Select Page

slider gilang

Pecinta video game tentunya sudah tidak asing lagi dengan DreadOut. Sebuah game ber-genre indie survival horror buatan anak bangsa yang namanya melambung beberapa bulan silam ini mampu menyita perhatian pecinta game dunia, terutama di Indonesia. Game besutan Digital Happiness ini mengangkat latar belakang hantu-hantu Indonesia seperti pocong, babi ngepet, sundel bolong, dan kuntilanak.

Ternyata, salah satu yang berperan besar dalam pembuatan game tersebut adalah Gilang R.E. Gitarana, S.Pd., alumni S1 Pendidikan Teknik Informatika (PTI) 2010, Departemen Teknik Elektro dan Informatika, Fakultas Teknik (FT), Universitas Negeri Malang (UM). Gilang berperan sebagai salah satu programmer DreadOut. Ia memaparkan pengalamannya saat memberikan kuliah tamu tentang Tren dalam Industri Game di hadapan ratusan mahasiswa Departemen Teknik Elektro dan Informatika UM pada Senin, 19 Februari 2018. Kegiatan yang berlangsung di Aula Gedung H5 lantai 4 tersebut dibuka oleh Wakil Dekan III FT, Prof. Dr. Marji, M.Kes.

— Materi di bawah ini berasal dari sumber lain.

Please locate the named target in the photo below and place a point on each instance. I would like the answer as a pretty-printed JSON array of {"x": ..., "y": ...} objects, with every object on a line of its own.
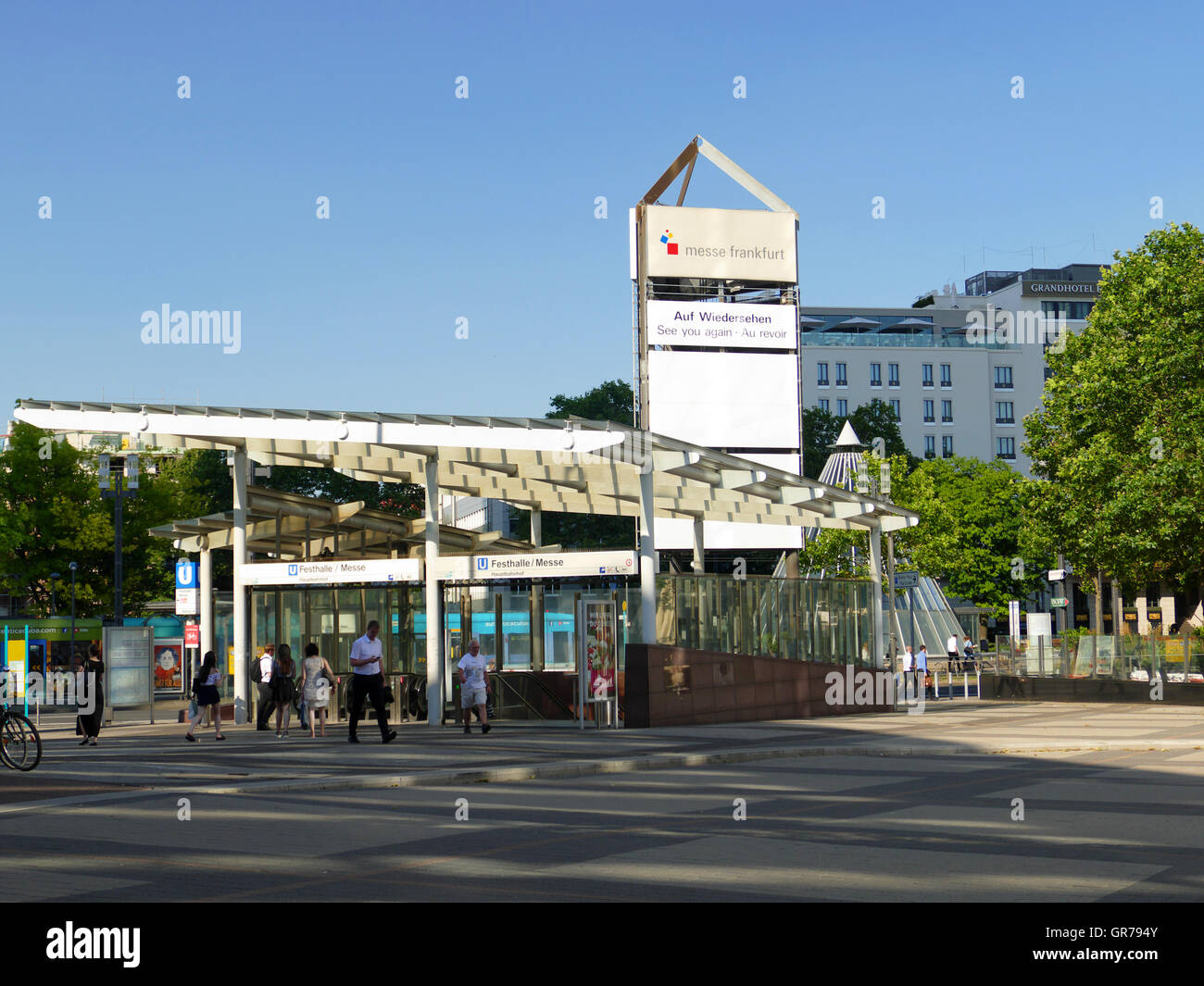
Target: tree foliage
[
  {"x": 1121, "y": 433},
  {"x": 970, "y": 532}
]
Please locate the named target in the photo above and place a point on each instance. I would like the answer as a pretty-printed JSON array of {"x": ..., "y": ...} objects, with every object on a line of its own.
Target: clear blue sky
[{"x": 483, "y": 208}]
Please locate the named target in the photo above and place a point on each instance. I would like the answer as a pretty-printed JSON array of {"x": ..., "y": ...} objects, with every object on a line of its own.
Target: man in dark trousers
[
  {"x": 266, "y": 704},
  {"x": 369, "y": 680}
]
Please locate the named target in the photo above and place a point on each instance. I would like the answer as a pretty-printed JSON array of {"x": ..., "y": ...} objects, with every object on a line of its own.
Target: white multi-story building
[{"x": 959, "y": 371}]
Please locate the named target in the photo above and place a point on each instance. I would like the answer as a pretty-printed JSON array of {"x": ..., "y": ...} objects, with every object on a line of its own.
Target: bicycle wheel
[{"x": 19, "y": 743}]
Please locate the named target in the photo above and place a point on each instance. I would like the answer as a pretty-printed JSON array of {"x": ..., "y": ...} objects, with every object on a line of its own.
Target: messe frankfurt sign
[{"x": 734, "y": 325}]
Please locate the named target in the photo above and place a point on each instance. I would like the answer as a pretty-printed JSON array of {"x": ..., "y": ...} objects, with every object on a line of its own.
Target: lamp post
[
  {"x": 119, "y": 468},
  {"x": 71, "y": 657}
]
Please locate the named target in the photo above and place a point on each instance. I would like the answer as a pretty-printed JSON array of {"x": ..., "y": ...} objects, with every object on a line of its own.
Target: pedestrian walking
[
  {"x": 205, "y": 688},
  {"x": 284, "y": 688},
  {"x": 922, "y": 670},
  {"x": 908, "y": 658},
  {"x": 263, "y": 674},
  {"x": 474, "y": 686},
  {"x": 94, "y": 693},
  {"x": 954, "y": 654},
  {"x": 317, "y": 680},
  {"x": 368, "y": 680}
]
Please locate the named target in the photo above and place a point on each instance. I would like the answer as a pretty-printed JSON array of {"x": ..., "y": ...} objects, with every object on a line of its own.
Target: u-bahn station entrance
[{"x": 567, "y": 632}]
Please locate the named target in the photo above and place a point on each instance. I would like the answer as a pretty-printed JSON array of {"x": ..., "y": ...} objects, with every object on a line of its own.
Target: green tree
[
  {"x": 52, "y": 516},
  {"x": 1121, "y": 433},
  {"x": 970, "y": 532},
  {"x": 609, "y": 401}
]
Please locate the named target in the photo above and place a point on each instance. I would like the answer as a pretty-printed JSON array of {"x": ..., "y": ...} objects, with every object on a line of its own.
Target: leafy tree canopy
[{"x": 1121, "y": 433}]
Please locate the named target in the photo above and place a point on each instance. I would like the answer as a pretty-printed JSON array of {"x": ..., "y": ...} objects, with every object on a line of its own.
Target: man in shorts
[{"x": 474, "y": 686}]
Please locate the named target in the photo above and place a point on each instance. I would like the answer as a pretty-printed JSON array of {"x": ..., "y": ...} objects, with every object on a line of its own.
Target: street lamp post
[
  {"x": 119, "y": 468},
  {"x": 71, "y": 657}
]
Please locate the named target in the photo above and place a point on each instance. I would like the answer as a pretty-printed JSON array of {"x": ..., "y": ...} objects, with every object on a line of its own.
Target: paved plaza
[{"x": 890, "y": 806}]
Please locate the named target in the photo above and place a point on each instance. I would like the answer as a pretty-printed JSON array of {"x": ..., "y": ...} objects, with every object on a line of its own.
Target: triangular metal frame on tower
[{"x": 685, "y": 161}]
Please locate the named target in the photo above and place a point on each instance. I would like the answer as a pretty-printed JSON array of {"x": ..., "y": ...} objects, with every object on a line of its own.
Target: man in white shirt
[
  {"x": 474, "y": 685},
  {"x": 368, "y": 678},
  {"x": 266, "y": 704},
  {"x": 908, "y": 664}
]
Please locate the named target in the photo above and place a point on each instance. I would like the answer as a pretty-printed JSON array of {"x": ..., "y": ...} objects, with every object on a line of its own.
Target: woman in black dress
[
  {"x": 206, "y": 689},
  {"x": 284, "y": 686},
  {"x": 93, "y": 692}
]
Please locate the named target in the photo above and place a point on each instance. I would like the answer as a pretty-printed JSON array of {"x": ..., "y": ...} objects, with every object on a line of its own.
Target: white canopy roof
[{"x": 574, "y": 465}]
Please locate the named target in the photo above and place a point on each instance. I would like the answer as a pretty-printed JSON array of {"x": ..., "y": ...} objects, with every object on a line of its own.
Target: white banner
[
  {"x": 321, "y": 572},
  {"x": 721, "y": 243},
  {"x": 734, "y": 325},
  {"x": 536, "y": 565}
]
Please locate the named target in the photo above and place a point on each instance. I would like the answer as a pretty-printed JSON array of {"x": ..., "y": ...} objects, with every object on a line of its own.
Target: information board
[{"x": 128, "y": 660}]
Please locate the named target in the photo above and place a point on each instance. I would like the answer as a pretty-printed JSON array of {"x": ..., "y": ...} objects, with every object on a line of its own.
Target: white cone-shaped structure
[{"x": 923, "y": 614}]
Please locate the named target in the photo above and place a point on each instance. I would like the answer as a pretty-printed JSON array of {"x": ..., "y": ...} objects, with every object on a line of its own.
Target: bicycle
[{"x": 20, "y": 746}]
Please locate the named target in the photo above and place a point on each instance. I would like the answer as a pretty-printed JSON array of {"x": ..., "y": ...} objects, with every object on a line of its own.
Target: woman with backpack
[
  {"x": 284, "y": 688},
  {"x": 317, "y": 680},
  {"x": 205, "y": 688}
]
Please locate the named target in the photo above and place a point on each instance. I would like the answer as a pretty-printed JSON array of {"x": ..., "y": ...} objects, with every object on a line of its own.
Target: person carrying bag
[{"x": 283, "y": 688}]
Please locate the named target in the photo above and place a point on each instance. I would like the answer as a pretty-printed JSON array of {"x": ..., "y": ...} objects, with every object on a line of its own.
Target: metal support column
[
  {"x": 646, "y": 556},
  {"x": 242, "y": 701},
  {"x": 875, "y": 577},
  {"x": 433, "y": 598},
  {"x": 206, "y": 601}
]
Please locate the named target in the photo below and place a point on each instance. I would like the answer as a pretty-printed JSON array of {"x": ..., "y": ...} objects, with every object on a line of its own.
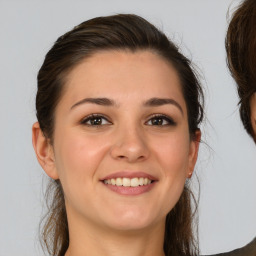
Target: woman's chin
[{"x": 130, "y": 221}]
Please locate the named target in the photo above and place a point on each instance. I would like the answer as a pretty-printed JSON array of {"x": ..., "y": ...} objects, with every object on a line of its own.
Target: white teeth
[
  {"x": 127, "y": 182},
  {"x": 141, "y": 181},
  {"x": 134, "y": 182},
  {"x": 119, "y": 182}
]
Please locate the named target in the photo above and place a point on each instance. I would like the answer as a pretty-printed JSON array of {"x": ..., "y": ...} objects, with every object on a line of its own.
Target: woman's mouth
[{"x": 127, "y": 182}]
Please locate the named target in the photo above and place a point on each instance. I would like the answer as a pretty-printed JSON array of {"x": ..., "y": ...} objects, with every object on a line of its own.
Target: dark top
[{"x": 248, "y": 250}]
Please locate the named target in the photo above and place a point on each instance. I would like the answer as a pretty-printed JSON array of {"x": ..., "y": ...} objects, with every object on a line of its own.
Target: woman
[
  {"x": 118, "y": 111},
  {"x": 241, "y": 58}
]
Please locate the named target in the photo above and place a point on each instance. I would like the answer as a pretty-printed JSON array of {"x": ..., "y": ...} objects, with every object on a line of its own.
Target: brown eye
[
  {"x": 160, "y": 120},
  {"x": 95, "y": 120}
]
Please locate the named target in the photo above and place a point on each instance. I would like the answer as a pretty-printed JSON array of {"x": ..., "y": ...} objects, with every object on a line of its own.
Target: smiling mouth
[{"x": 127, "y": 182}]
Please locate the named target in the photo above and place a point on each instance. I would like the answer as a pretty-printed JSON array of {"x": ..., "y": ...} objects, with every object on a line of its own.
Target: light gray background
[{"x": 227, "y": 172}]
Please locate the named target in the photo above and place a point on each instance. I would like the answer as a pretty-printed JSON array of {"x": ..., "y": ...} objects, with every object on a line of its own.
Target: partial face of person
[
  {"x": 122, "y": 148},
  {"x": 253, "y": 113}
]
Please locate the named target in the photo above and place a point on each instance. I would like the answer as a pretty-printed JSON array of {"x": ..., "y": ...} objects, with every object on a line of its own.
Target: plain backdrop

“Di tahun 2018 ini, semua orang bisa membuat game,” ujar pria asli Lumajang ini membuka sesi kuliah tamu.

Menurutnya, dengan banyaknya tutorial membuat game yang dapat ditelusuri via Google saat ini, seseorang yang tidak berkecimpung dalam dunia teknologi informasi pun bisa membuat game dengan bantuan engine game yang gratis dan mudah didapatkan di internet.

“Contohnya salah satu kuli panggul di Makassar bisa meraup ribuan dolar karena belajar bersungguh-sungguh dalam mengembangkan game. Saya tidak mendiskreditkan pekerjaan kuli panggul, namun hal tersebut cukup membuktikan bahwa di era yang serba terbuka ini seseorang yang tidak berkecimpung di dunia IT pun dapat membuat game,” papar Gilang.

Selain mencari tutorial melalui Google, Gilang juga berpesan kepada mahasiswa untuk bergabung dengan komunitas-komunitas developer game. Ia mengatakan bahwa di Malang sudah banyak  komunitas yang berkembang. Bahkan, sudah terdapat asosiasi resmi yang dinaungi pemerintah untuk pekerja kreatif seperti para pembuat game dan karya seni grafis lain.

“Asosiasi Game Indonesia juga dinaungi oleh Bekraf (Badan Ekonomi Kreatif Indonesia, red), sehingga saat ini pembuat game sudah dipandang sebagai profesi khusus,” terang Gilang diikuti riuh tepuk tangan peserta kuliah tamu.

Untuk mengembangkan game yang diminati, Gilang memberikan saran untuk para developer untuk senantiasa mengikuti tren dan jangan membuat game tersebut sendirian. Kolaborasi antar orang-orang yang memiliki perbedaan disiplin ilmu akan menghasilkan produk game yang berkualitas.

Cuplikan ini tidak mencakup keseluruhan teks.